According to the new grand jury report, the Sandusky file was removed from Schultz’s office by his administrative assistant last year and delivered to his home on Nov. 5, 2011, the same day the then-Penn State vice president was first charged in the case. A previous assistant testified she was given an “unusual request” by Schultz to never “look in” the Sandusky file and that the request was delivered in a “tone of voice” she had never heard him use before.

The new grand jury report states that the emails and other documents show that Spanier, Curley and Schultz at first agreed to report to child welfare authorities a 2001 allegation by former graduate assistant Mike McQueary that he saw Sandusky sexually abusing a young boy in the Penn State shower. One indication of how serious they took it was found in documents showing that Schultz sought legal advice from Penn State’s outside lawyer, Wendell Courtney, who billed the school for a “Conference with G Schultz re reporting of suspected child abuse.”

But Curley later changed his mind “after talking it over with Joe” — a reference to the late coach Joe Paterno. (At the news conference, Kelly declined to speculate on whether Paterno would have been charged in the case had he been alive.) They then developed a new plan to encourage Sandusky to seek professional help. “This approach is acceptable to me,” Spanier wrote in a Feb. 27, 2001, email to Curley and Schultz.

Spanier added: “The only downside for us if the message isn’t ‘heard’ and acted upon, and we then become vulnerable for not having reported it. But that can be assessed down the road. The approach you outline and a reasonable way to proceed.”

According to the new grand jury report, Spanier initially told investigators in March 2011 that he knew nothing about the 1998 police probe of Sandusky (despite emails showing he was briefed on the investigation) and was given only sketchy information about the 2001 allegation, believing that involved only a contention of Sandusky “horse playing around” with a child.

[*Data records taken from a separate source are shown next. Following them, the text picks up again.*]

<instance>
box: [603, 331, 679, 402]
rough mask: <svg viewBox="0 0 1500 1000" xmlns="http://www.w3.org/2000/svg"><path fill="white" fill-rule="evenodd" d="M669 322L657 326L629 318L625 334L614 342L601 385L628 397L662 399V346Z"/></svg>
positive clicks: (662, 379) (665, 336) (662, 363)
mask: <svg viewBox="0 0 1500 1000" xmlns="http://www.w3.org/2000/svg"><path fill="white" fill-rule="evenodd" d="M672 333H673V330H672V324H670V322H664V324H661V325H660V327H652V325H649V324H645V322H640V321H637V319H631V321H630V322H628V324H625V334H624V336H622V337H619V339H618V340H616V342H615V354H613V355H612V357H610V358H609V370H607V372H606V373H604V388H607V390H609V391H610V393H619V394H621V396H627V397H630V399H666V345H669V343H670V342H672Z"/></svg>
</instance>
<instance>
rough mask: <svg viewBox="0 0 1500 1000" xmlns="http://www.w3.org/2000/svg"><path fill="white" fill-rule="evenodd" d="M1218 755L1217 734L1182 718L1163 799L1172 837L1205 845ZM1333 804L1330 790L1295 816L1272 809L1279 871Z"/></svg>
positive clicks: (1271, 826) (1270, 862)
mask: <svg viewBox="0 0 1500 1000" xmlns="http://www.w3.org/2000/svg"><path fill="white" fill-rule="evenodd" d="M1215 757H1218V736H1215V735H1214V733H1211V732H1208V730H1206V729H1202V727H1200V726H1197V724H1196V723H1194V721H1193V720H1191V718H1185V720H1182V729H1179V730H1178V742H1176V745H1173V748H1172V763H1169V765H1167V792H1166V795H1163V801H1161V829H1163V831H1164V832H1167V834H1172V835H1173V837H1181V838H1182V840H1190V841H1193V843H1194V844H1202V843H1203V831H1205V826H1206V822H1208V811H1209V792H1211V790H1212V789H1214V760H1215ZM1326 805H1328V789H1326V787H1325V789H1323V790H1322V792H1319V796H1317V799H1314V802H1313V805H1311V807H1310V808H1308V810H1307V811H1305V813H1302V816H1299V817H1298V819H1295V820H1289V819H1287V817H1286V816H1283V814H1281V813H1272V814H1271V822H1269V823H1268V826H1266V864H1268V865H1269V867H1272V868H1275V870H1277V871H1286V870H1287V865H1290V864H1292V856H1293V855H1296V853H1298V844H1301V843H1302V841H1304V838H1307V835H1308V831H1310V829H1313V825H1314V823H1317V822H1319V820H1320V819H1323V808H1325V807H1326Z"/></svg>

And he later made similar comments before a grand jury, including testifying  that there was “no discussion” about reporting the 2001 incident to child welfare or police — part of the basis for the perjury charge against him.

The report says that Spanier never told the Penn State trustees about either the 1998 or 2001 allegations. When he did brief the board in May 2011 — after a newspaper story first disclosed the investigation into Sandusky — Spanier directed the university’s chief lawyer, Cynthia Baldwin, to leave the room and then “specifically informed the Board that the investigation had nothing to do with Penn State and that the investigation was regarding a child in Clinton County [Pennsylvania] without affiliation with Penn State,” the grand jury report states.